Threat model assumptions

  • Single-user self-host. There is no multi-user model in the public engine.
  • Credentials live in .env (local) or AWS SSM Parameter Store (deployed), and AWS access is via your own IAM principal (or an AssumeRole in the deployed path). Protect them with filesystem/SSM permissions; rotate if exposed.
  • The model's output is treated as untrusted text for TTS but is not executed; if you extend the pipeline to act on model output, re-evaluate this assumption.
  • HTTPS is assumed for all provider and S3 traffic.
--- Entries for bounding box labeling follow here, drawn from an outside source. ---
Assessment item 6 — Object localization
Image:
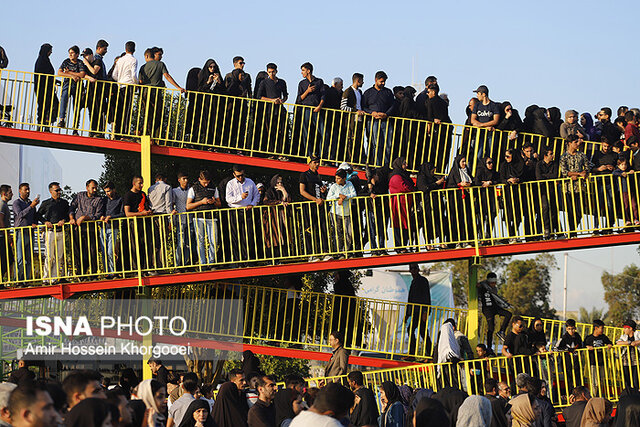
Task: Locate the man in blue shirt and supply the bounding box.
[294,62,324,156]
[13,182,40,282]
[362,71,395,166]
[100,181,126,277]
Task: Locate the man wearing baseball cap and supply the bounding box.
[616,319,640,388]
[471,85,500,164]
[477,272,511,349]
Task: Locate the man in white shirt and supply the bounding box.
[289,383,354,427]
[616,319,640,388]
[226,165,262,261]
[148,173,177,268]
[112,41,138,139]
[172,172,195,267]
[167,372,198,427]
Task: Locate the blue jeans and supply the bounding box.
[193,218,218,265]
[365,119,393,166]
[14,228,33,282]
[302,108,324,156]
[100,224,120,273]
[174,214,196,267]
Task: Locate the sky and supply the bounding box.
[0,0,640,310]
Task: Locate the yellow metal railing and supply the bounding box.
[308,346,640,409]
[0,70,598,174]
[0,283,622,359]
[0,175,638,285]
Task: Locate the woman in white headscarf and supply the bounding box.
[138,380,167,427]
[437,319,462,387]
[456,395,491,427]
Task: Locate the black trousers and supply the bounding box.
[482,307,511,348]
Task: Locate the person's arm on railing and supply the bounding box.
[163,71,186,93]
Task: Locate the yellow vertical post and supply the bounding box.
[140,135,151,191]
[467,257,480,349]
[136,136,153,380]
[136,287,155,380]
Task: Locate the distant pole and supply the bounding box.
[562,252,569,320]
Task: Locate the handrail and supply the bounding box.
[0,69,599,174]
[0,175,639,290]
[307,346,640,409]
[0,283,622,359]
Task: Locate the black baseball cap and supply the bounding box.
[474,85,489,95]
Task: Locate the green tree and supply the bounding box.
[498,254,558,319]
[578,307,609,323]
[602,264,640,324]
[433,256,511,308]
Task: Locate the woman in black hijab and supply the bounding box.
[64,397,111,427]
[613,388,640,427]
[33,43,59,132]
[547,107,564,138]
[446,154,473,246]
[178,399,215,427]
[416,162,446,243]
[500,149,524,243]
[380,381,407,427]
[207,381,249,427]
[433,387,469,427]
[474,157,500,244]
[242,350,263,378]
[262,174,293,257]
[187,58,226,143]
Hardening recommendations for self-hosters

  • Scope the IAM principal to least privilege (Polly synthesize + the one S3 bucket/prefix + the specific SSM parameters), as in the .iam-staging/ example policies.
  • Keep .env at 600 and never commit it; prefer SSM SecureStrings for any non-local deploy.
  • Set provider-side spend limits (Anthropic, AWS, GCP) — the character-budget circuit-breaker bounds per-episode cost, but account-level limits are your backstop.